Let $(M,\omega)$ be a compact Kähler manifold. The boundary behavior of Kähler cone is very interesting; however,it's hard to understand.

A fundamental result is due to Demailly and Paun: they proved that every nef and big class $\alpha$ contains a Kaehler current $T$. Moreover, $T$ is smooth outside some subvariety. Note that here 'big' means its mass on the manifold is positive, and this condition is crucial in their proof.

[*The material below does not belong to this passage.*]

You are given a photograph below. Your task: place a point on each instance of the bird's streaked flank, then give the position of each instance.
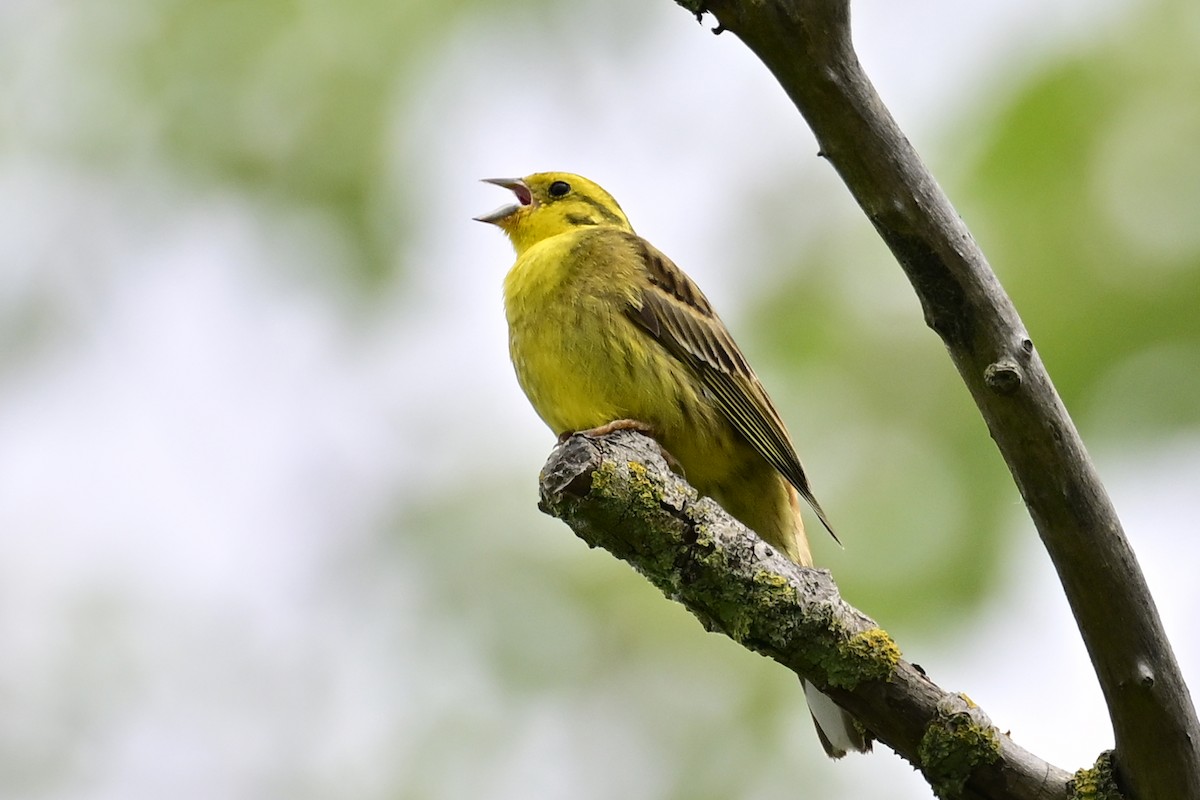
(606, 332)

In intuition, cuvature restriction will effect the boundary behavior.For example,if $(M,\omega)$ has positive sectional curvature (Frenkel's conjecture solved by Yau and Siu),then the cone is just $R_{+}$.So in that case,the boundary is zero. Recently, Daming Wu, Fangyang Zheng and S.T. Yau proved a result which says that every nef class (without big restriction) contains a smooth non-negtive (1,1) form under a strong condition of curvature. They proved their theorem by implicit function theorem.

In order to understand Kähler cone's boundary, we can use complex Monge-Ampère equation as a tool. Indeed,it's a family of equations with the Kähler metric changing.

I interpret this method as choosing a better approximating sequence of metrics. As I know when we deal with a single complex Monge-Ampère equation, the curvature condition does not play a very important role, e.g., Yau's 1978 paper on Calabi's conjecture.

I do believe that cuvature restriction will effect Kähler cone's boundary, then my problem is how cuvature restriction comes into that family of complex Monge-Ampère equations.

I hope some expert can give me some insight.